Tuttavia, secondo il documento, a impattare di più sulle imprese europee saranno gli strumenti “non di mercato”, le norme che si basano sul principio del “chi inquina paga” come la nuova imposta sul carbonio alla frontiera (Cbam) e il sistema di scambio delle quote di emissione (Ets). Queste politiche, spiega ancora la Bce nel suo report, possono avere effetti negativi ridotti ma persistenti sulla produttività delle imprese, soprattutto nei settori industriali ad alta intensità di carbonio.

La tecnologia al servizio delle imprese

Un ruolo chiave nella resilienza delle imprese può essere giocato dall’evoluzione tecnologica che deve andare di pari passo con quella energetica. Da Francoforte spiegano che l’impatto negativo sulla produttività delle aziende “potrebbe essere compensato a lungo termine dall’adozione di nuove tecnologie più ecologiche e digitali”. Sullo sfondo, l’Intelligenza artificiale che può diventare un prezioso alleato delle imprese per evitare di fallire, prima, e per riprendere a macinare, poi.

Non solo: l’Ia può dare un’accelerazione decisa alla transizione green che assume sempre di più le sembianze di una corsa contro il tempo. Entrambi gli ambiti, Esg e Ia, assumono significato grazie ai dati.

L’Esg, che sta per Environmental, Social e Governance, rappresenta infatti un metodo di valutazione delle performance aziendali che si basa su criteri mirati a misurare l’impatto delle operazioni su vari aspetti legati alla sostenibilità ambientale, alla responsabilità sociale e alla governance aziendale.

Questi criteri includono anche l’analisi dei rischi aziendali, degli investimenti e delle operazioni, offrendo una visione approfondita sul rispetto delle normative ambientali, sul coinvolgimento dei dipendenti, sull’etica aziendale e sulla capacità di interagire con gli stakeholder che contribuiscono alla creazione di valore.

Sempre di più l’Ue (con la direttiva Csrd in primis) richiede alle imprese un quadro sempre più completo e dettagliato dell’impatto ambientale e sociale delle aziende europee. Valutazioni che sono ormai fondamentali anche per la valutazione finanziaria dell’azienda come dimostra il fatto che le aziende con migliori prestazioni Esg rendono anche (molto) meglio in borsa.

L’Ia permette di misurare in maniera estremamente rapida e precisa parametri come le emissioni di gas serra, i consumi energetici, la gestione dei rifiuti e l’impatto della catena di approvvigionamento. In questo modo, le imprese possono risparmiare in termini di risorse economiche e umane, che altrimenti sarebbero allocate nella valutazione di questi indici.

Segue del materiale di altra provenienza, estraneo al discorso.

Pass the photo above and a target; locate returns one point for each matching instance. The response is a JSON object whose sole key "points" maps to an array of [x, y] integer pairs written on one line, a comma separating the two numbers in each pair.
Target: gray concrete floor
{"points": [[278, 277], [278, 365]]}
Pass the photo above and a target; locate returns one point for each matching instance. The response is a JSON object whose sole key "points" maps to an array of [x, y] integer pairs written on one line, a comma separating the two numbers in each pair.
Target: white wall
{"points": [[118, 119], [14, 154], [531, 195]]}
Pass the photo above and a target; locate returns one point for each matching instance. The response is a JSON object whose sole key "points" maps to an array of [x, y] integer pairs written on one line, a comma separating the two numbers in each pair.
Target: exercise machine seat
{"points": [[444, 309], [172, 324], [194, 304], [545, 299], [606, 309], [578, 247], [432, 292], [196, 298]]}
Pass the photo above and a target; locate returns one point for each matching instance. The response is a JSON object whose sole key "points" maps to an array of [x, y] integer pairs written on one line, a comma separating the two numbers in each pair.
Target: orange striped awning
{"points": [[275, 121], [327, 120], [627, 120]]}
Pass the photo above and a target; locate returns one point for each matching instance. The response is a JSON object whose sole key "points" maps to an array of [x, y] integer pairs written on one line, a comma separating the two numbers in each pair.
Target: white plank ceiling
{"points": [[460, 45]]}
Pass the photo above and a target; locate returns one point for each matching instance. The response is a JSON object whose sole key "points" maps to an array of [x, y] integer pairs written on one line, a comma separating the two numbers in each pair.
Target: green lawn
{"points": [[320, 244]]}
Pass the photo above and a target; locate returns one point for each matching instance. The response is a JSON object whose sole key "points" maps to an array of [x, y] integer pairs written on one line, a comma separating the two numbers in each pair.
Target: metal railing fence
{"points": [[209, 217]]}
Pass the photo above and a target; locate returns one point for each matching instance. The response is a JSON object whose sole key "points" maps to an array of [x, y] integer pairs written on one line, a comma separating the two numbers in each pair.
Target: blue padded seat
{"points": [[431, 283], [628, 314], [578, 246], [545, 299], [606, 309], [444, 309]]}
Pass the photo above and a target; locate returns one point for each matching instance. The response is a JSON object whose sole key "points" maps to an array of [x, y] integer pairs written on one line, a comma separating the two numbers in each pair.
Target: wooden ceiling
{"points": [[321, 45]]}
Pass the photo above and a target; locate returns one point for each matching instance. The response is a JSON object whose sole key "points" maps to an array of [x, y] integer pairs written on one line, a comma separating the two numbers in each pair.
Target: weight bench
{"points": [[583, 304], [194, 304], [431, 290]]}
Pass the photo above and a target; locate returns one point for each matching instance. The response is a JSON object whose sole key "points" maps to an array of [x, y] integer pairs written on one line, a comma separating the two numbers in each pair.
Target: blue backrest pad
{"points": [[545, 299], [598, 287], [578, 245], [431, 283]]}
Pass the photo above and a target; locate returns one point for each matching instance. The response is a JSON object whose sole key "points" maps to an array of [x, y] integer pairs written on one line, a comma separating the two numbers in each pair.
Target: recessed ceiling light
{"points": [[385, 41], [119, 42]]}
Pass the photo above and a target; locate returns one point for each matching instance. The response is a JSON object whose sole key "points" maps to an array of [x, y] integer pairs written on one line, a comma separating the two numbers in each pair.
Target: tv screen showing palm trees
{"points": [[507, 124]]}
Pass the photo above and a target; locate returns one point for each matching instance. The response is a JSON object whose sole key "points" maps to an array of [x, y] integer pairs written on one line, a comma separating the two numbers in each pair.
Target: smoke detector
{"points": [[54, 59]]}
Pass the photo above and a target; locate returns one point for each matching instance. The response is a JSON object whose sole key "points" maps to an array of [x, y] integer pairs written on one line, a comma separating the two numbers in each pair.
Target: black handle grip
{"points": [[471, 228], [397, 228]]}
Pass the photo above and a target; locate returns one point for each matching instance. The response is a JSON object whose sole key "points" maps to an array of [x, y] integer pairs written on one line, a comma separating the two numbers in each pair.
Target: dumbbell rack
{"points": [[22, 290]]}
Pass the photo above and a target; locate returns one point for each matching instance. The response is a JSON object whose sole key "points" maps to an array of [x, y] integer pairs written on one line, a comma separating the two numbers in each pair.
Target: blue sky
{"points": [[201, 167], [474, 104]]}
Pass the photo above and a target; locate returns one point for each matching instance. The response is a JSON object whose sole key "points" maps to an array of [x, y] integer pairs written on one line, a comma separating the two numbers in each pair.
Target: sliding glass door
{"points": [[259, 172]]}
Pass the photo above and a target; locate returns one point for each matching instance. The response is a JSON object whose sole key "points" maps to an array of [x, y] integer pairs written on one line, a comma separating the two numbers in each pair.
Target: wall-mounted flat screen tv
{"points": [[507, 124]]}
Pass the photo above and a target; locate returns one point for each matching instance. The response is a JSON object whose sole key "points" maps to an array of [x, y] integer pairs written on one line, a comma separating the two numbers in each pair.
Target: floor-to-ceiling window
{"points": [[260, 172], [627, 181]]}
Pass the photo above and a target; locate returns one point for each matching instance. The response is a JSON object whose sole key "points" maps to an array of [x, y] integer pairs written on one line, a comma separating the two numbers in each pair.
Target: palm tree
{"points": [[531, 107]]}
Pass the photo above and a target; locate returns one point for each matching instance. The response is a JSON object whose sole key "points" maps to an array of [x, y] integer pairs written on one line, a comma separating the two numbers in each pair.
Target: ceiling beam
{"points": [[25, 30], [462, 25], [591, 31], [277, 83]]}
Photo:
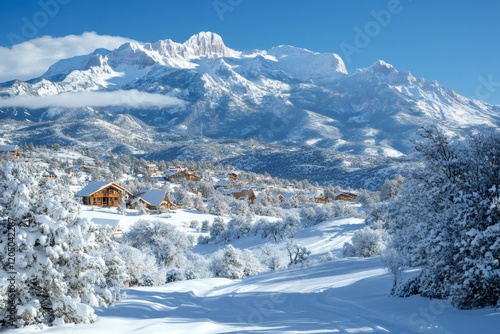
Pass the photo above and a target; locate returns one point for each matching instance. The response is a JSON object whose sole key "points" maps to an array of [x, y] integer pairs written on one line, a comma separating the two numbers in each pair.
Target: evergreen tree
{"points": [[446, 221], [66, 265]]}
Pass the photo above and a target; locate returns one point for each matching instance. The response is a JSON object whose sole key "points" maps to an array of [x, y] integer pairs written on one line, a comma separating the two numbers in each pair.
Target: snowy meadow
{"points": [[418, 256]]}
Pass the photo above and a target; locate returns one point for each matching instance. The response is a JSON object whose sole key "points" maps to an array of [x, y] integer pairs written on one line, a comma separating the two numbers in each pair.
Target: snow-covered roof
{"points": [[7, 148], [94, 186], [289, 196], [154, 197], [171, 172], [223, 183]]}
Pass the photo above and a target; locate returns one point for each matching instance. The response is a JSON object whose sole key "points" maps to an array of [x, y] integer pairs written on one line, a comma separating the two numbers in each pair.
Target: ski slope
{"points": [[347, 295]]}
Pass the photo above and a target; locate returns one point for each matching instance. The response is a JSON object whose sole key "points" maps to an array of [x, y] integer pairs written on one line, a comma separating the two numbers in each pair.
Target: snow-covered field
{"points": [[338, 296]]}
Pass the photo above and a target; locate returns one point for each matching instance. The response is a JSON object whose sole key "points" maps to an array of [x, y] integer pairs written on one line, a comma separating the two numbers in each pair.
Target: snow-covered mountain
{"points": [[284, 95]]}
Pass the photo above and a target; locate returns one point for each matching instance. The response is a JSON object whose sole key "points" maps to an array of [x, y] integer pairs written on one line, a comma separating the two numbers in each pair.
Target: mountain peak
{"points": [[208, 44], [382, 67]]}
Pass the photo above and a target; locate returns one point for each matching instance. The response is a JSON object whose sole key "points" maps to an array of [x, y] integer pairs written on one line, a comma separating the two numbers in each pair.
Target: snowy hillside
{"points": [[285, 95], [339, 296]]}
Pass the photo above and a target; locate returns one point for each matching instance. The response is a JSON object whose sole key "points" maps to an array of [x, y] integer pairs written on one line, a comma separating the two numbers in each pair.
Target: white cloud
{"points": [[122, 98], [32, 58]]}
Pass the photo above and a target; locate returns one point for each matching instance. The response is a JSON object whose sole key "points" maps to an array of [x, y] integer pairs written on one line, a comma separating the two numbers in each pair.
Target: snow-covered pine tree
{"points": [[446, 220], [66, 265]]}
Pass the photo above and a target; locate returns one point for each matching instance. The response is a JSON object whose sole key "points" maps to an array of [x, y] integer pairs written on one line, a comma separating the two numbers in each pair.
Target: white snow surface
{"points": [[349, 295]]}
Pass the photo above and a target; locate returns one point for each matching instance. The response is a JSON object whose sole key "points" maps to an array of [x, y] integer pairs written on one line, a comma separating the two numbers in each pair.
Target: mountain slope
{"points": [[284, 95]]}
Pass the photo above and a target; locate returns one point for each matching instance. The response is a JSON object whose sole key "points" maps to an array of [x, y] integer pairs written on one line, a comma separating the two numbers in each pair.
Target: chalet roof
{"points": [[171, 172], [94, 186], [8, 148], [49, 173], [289, 196], [223, 183], [154, 197]]}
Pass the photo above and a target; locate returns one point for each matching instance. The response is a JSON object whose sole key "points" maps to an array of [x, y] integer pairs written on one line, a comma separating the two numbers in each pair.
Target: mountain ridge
{"points": [[285, 95]]}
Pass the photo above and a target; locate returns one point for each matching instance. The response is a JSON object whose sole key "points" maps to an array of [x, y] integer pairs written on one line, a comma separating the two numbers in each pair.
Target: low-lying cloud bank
{"points": [[121, 98]]}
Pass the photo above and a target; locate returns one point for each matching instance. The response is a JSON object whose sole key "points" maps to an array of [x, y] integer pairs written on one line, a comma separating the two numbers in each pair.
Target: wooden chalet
{"points": [[103, 194], [178, 174], [345, 196], [244, 194], [156, 200], [286, 196], [49, 174], [81, 168], [11, 150]]}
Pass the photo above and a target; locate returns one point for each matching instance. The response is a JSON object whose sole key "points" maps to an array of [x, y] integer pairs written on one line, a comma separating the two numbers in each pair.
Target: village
{"points": [[142, 188]]}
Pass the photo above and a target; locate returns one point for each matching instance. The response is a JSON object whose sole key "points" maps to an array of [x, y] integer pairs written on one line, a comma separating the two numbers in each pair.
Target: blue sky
{"points": [[456, 43]]}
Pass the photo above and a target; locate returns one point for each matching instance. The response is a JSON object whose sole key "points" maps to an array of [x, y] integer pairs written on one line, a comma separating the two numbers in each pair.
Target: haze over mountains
{"points": [[140, 97]]}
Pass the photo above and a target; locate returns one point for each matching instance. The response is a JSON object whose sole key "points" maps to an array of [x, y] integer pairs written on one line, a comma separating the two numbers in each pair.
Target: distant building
{"points": [[345, 196], [156, 199], [12, 150], [177, 174], [103, 194], [49, 174]]}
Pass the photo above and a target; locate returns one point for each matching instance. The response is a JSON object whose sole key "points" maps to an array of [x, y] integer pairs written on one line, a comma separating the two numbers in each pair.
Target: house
{"points": [[286, 196], [81, 168], [244, 194], [177, 174], [12, 150], [103, 193], [156, 199], [49, 174], [345, 196], [318, 197]]}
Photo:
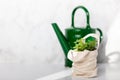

Una tecnologia tutt’altro che priva di rischi (ne abbiamo parlato qui con l’avv. Guido Scorza), ma che può aiutare le aziende anche a massimizzare l’efficienza e minimizzare gli sprechi in fase di produzione, non solo di analisi.

Questa tecnologia consente di efficientare gli sforzi e le risorse utilizzate anche grazie ad una capacità predittiva esponenzialmente maggiore rispetto a quella umana. In pratica, l’Intelligenza artificiale ‘calcola’ la soluzione più efficiente per l’impresa senza che quest’ultima utilizzi tempo e risorse per trovare la soluzione migliore. In ultima istanza, l’Ia può permettere alle aziende di sviluppare modelli di apprendimento automatico che aiutano a comprendere e monitorare i rischi Esg, così come a identificare le aree di business in cui è possibile apportare miglioramenti significativi e, quindi, aumentare la produttività.

Le nuove tecnologie cui fa riferimento la Bce nel report, possono aiutare le aziende italiane e non a sopravvivere nella prima fase della transizione green, prima che la produttività torni a cavalcare.